Since the issuance of IRS Revenue Procedure 2002-22, the use of tenant-in-common interest as a vehicle for tax-deferred, 1031 exchange has grown in popularity. This procedure now makes it possible for co-owners of investment TIC Investment to separately exchange their tenant-in-common (TIC) interests investment properties.
In general, TIC co-owners of rental real estate cannot individually consummate an exchange since for tax purposes these co-owners are treated as partners and the partnership is the "taxpayer" that owns the rental real estate. Only when all the TIC owners sell their TIC interests collectively to one buyer will the owners qualify for a tax-deferred exchange. In Rev. Proc. 2002-22, however, the IRS has provided an opportunity for TIC co-owners of rental real estate who structure their co-ownership in accordance with the requirements of the Rev. Proc. to obtain an IRS ruling that they are not a tax partnership.
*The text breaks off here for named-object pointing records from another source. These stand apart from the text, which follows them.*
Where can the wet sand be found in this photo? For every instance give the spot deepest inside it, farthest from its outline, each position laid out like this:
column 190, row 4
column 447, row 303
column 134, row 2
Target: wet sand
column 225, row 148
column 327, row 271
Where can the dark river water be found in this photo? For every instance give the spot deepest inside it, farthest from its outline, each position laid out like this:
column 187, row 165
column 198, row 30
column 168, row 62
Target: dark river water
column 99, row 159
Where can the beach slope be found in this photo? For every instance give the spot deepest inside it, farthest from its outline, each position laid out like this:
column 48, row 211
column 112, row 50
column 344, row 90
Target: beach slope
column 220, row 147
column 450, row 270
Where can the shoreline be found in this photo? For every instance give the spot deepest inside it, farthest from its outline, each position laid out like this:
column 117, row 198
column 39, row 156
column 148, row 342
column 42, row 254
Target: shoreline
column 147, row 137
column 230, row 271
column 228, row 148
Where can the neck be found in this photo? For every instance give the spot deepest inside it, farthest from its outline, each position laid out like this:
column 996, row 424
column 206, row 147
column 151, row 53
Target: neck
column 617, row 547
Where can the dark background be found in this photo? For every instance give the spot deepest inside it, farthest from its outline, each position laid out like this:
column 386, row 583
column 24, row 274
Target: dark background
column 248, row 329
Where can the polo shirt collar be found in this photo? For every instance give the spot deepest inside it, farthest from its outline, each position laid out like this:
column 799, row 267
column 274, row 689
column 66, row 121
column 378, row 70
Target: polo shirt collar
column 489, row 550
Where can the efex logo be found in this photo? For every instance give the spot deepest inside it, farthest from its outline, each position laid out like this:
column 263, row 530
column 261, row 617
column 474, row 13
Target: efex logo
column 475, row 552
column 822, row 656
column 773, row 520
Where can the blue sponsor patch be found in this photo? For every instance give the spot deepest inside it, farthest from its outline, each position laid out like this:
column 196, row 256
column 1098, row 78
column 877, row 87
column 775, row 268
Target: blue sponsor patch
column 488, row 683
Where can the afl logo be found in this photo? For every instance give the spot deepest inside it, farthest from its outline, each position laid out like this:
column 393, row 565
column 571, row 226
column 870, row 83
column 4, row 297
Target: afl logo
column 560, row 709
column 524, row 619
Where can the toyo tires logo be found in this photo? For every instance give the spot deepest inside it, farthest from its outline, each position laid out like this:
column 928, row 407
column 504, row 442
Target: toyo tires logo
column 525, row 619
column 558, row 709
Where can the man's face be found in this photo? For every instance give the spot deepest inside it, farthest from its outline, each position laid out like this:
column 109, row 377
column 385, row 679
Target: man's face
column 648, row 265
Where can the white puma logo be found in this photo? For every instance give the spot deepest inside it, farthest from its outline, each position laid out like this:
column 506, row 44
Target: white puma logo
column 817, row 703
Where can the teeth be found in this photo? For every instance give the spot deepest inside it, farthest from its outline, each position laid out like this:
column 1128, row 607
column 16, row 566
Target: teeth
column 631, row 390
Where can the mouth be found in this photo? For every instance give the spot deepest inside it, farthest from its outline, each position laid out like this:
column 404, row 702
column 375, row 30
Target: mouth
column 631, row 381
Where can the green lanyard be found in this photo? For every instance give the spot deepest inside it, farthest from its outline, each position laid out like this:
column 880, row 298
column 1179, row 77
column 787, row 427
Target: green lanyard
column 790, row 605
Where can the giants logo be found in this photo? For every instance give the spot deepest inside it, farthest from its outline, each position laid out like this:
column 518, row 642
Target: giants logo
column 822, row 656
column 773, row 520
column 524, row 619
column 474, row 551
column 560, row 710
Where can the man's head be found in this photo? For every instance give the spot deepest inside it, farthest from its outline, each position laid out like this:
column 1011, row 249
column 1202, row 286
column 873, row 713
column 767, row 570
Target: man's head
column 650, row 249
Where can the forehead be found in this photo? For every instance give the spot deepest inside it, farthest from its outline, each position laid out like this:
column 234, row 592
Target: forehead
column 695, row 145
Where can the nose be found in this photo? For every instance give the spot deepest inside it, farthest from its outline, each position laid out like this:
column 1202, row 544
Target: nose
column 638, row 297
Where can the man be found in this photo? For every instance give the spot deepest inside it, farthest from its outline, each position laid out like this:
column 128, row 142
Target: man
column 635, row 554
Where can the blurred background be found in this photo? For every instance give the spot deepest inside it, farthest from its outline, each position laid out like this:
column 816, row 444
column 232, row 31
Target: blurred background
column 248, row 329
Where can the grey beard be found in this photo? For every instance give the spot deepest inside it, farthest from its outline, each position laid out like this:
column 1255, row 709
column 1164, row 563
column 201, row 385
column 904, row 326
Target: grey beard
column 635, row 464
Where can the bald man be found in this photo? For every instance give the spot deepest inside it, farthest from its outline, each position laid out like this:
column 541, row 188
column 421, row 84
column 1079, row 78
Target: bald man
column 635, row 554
If co-owners obtain such a ruling, each TIC owner will be able to both acquire and dispose of their respective TIC interests in rental real estate through a tax-deferred 1031 exchange. There are basically 15 conditions that the Rev. Proc imposes as a prerequisite to obtaining a favorable ruling. Here are three of the most critical to TIC owners.
Owners must be tenants in common under the local law of the jurisdiction where the property is located.
Due to the fact that many lenders now require that a real estate borrower be a special-purpose entity (SPE), the ownership vehicle of choice for each separate TIC co-owner in a TIC investment is a single-asset, single member limited liability company (SASMLLC).